Splitter
A Splitter is a pluggable component whose purpose is to take a stream of data (typically a large file) and publish a stream of events containing smaller chunks (components).
To define how to split the data, a tree-like data structure (component hierarchy) is passed in as an input.
Concrete implementations are expected to know the format of the streamed data, i.e. XML, JSON, CSV, etc.. This is required, since the method of splitting out the components is dependent on the way the data is structured.
Since the Debulker allows multiple splitters, the Splitter is expected to return a name that uniquely identifies itself.
Interface
The Splitter interface is defined as follows.
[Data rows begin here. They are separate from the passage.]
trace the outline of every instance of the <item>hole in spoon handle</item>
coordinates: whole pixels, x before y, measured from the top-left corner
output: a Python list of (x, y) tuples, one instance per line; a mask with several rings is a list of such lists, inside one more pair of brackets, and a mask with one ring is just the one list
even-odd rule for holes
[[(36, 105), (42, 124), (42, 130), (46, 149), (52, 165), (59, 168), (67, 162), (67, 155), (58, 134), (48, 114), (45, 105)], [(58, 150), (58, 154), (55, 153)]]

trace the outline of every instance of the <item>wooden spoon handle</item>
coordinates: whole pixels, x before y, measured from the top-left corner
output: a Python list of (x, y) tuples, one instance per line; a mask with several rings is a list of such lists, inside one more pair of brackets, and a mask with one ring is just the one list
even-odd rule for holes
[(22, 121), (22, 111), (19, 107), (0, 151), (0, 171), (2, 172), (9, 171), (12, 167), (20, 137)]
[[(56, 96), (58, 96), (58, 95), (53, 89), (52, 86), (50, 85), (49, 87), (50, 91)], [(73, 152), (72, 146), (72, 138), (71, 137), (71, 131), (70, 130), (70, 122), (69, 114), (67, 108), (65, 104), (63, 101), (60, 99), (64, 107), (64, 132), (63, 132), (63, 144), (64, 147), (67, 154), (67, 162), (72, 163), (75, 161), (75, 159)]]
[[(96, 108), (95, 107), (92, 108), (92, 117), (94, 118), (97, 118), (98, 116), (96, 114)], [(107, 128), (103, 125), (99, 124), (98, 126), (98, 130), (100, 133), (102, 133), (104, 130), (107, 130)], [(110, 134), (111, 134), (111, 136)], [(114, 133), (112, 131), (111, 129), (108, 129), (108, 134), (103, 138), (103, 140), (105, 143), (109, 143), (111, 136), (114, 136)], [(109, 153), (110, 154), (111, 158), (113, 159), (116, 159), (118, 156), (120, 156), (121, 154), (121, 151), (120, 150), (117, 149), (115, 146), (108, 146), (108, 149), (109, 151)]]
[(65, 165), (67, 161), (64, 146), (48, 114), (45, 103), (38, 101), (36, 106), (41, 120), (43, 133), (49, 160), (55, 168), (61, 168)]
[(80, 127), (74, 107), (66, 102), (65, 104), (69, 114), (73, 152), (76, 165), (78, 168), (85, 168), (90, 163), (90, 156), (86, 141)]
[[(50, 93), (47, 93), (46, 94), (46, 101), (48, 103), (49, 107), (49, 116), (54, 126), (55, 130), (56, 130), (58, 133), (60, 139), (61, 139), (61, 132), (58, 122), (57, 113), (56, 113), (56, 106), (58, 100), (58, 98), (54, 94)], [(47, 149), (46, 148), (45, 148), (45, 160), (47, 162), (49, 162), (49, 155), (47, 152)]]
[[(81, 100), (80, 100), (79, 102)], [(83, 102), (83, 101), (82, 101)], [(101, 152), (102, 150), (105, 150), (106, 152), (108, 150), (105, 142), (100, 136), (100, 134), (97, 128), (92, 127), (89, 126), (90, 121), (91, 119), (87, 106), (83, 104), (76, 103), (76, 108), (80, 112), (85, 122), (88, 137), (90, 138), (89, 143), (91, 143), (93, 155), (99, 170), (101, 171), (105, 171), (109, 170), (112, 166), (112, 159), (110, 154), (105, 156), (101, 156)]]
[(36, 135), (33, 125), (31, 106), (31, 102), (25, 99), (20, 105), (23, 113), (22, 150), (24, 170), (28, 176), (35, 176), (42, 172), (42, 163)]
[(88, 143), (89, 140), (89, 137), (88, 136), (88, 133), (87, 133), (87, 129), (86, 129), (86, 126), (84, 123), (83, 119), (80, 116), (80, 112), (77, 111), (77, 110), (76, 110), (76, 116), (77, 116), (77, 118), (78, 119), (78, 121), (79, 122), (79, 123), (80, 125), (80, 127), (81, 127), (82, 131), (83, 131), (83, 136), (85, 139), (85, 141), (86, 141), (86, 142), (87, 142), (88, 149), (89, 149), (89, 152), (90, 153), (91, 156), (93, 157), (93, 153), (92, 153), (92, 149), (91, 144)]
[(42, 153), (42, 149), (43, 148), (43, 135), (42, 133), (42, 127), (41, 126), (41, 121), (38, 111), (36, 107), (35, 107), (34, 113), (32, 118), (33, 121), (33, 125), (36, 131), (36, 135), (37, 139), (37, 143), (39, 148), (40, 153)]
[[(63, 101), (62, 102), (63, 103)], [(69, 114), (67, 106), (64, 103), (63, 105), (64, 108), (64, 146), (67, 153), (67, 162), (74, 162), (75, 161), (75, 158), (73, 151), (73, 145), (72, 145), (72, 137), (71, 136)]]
public interface Splitter {
String getName(); (1)
Flux<DebulkComponent> split(InputStream stream, ComponentHierarchy hierarchy); (2)
}
| 1 | getName is used to uniquely identify the implementation. |
| 2 | split takes an InputStream and ComponentHierarchy and returns a Publisher emitting Components. |
Memory Efficiency
Splitter implementations are responsible for limiting the amount of memory consumed during processing. As such, it is strongly recommended not to attempt streaming all the data into memory before parsing and splitting into constituent components. Instead, only as much of the data as is needed should be held in memory at any given time, providing optimal memory efficiency.
Implementations are also recommended to provide mechanisms to limit the maximum amount of memory a given splitter may consume.